Okay, so it's getting close to Valentine's Day and the topic of love came up yesterday as we were doing a metta meditation during the Learn to Meditate workshop, so I thought I'd stick to the topic of love for a few days because it's in the air!
Some months ago I published the link to Anthony De Mello because he wrote some inspiring works about love before he died. He was a jesuit priest living in India and has a yogic perspective mixed in with his Christian beliefs and I found his teachings really accessible.
Here's what he says in his article from The Way to Love, called "Love One Another."
"What is love? Take a look at a rose. Is it possible for the rose to say, 'I shall offer my fragrance to good people and withhold it from bad people?' Or can you imagine a lamp that withholds its rays from a wicked person who seeks to walk in its light? It could only do that by ceasing to be a lamp.
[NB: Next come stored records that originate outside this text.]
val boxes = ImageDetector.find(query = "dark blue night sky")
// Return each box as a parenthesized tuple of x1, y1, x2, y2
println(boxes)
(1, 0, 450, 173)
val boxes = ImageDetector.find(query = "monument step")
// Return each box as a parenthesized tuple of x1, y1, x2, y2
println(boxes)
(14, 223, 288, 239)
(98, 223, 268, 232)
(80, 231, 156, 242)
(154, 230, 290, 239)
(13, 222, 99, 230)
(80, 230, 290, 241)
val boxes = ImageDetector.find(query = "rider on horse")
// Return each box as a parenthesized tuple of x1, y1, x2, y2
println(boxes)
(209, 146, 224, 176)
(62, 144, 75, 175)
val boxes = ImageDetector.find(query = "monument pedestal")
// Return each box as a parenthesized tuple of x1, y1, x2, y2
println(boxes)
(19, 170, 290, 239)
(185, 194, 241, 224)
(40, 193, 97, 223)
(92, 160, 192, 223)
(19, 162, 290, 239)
And observe how helplessly and indiscriminately a tree gives its shade to everyone, good and bad, young and old, high and low; to animals and humans and every living creature-even the one who seeks to cut it down. So this is the first quality of love: its indiscriminate character."
And he goes on. Part of what he says is that love is not something you DO but rather it's something that you BE.
"There's nothing you can do. But there is something you can drop. Observe the marvelous change that comes over you the moment you stop seeing people as good and bad, as saints and sinners and begin to see them as unaware and ignorant. You must drop your false belief that people can sin in awareness. No one can sin in the light of awareness. Sin occurs, not, as we mistakenly think, in malice, but in ignorance...to see this is to acquire the indiscriminate quality one so admires in the rose, the lamp and the tree."
And the second quality is that it doesn't ask for anything in return.
If you have time and want to get another hit of a love conversation, listen to an interview with John O'Donohue before he died. He speaks of love and soul mates and friendship and many other things. Here's his website.
Both of these guys were priests and had the opportunity to be with people in a very intimate way as they went through live changes and losses and both examined their lives and love and the role it plays in all of our lives. Enjoy!